Adverse Media Sources

Different adverse media sources have become widely used over the past decade.

Digital sources today encompass social media, video-sharing platforms, online forums, databases maintained by regulatory bodies like the Financial Action Task Force (FATF), and other online blogs or websites complementing traditional news sources like national newspapers and television news programs.

How is Adverse Media Check Performed?

An exhaustive procedure of looking for the name and address of a potential client in public records (such as newspaper archives, databases, and unstructured sources) constitutes an adverse media search.

Automated Compliance Technologies

Automated compliance solutions enable firms to quickly sift through the vast amount of information currently available and notify them of important changes or red flags regarding a person or business. Utilizing software to monitor negative media can boost a company’s ability to screen consumers in accordance with their company’s risk appetite and help concentrate on the most pertinent signals.

If there is a match with a potential consumer, a more thorough manual analysis follows.

Benefits of Adverse Media Checks

Due Diligence: The identification of high-risk clients—those who might have ties to criminal activity—requires the execution of adverse media checks as part of enhanced Customer Due Diligence (CDD).

Reputation and Safety: These tests contribute toward risk assessment, assisting in determining whether the client poses a liability and whether they might jeopardize the reputation and safety of a company.

Containing Crime: Adverse media checks help identify serious offenders who might otherwise exploit an unprotected opportunity.

Drawbacks/Challenges of Adverse Media

Diversity: With numerous information sources at hand, the amount of data to be searched and analyzed can be daunting. It is challenging to separate significant news from the trivial.

Reliability: Press releases and notices issued by tax authorities, police enforcement agencies, and other governmental organizations contain risk information that is seldom accessible through free internet news searches.
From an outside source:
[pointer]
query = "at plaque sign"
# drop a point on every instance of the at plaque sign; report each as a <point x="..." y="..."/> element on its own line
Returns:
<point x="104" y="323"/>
It is difficult to determine whether the sources are reliable in their reports.

Multiple Approaches and Regulations: Based on national legislation, industry, regulations, and other considerations, adverse media classifications, and risk screening criteria might differ between nations and organizations.

Adverse Media-based Regulations

The FATF recommends organizations adopt a risk-based compliance approach to target their resources more effectively and apply preventive measures that are commensurate with the nature of risk.

As part of the CDD procedure, the Financial Crimes Enforcement Network (FinCEN) of the US mandates that obliged financial institutions do an adverse media screening.

The Financial Conduct Authority (FCA) in the UK emphasized the relevance of thorough adverse media checks and reinforced the importance of following up on financial crime allegations against clients in an open letter to financial institutions in May 2021.


What is AML’s media screening procedure?

The AML screening procedure is used by banks and other financial institutions for accessing the global watchlist to scan the names of potential clients against sanctions lists, PEP lists, and negative media screening.

How can banks recognize UBOs?

1. Obtain the credentials of the organization. 2. Examine the chain of ownership. 3. Determine which of each person’s ownership stakes, managerial control, and total shareholdings meet the criteria for UBO. 4. Conduct a KYC and/or AML check.

How does Adverse Media affect the risk rating of clients?

When checking the client or company for bad press, risks that are not noticed during KYC and CDD are frequently found. A client’s risk rating is determined by negative media, which might result in the submission of a Suspicious Activity Report (SAR).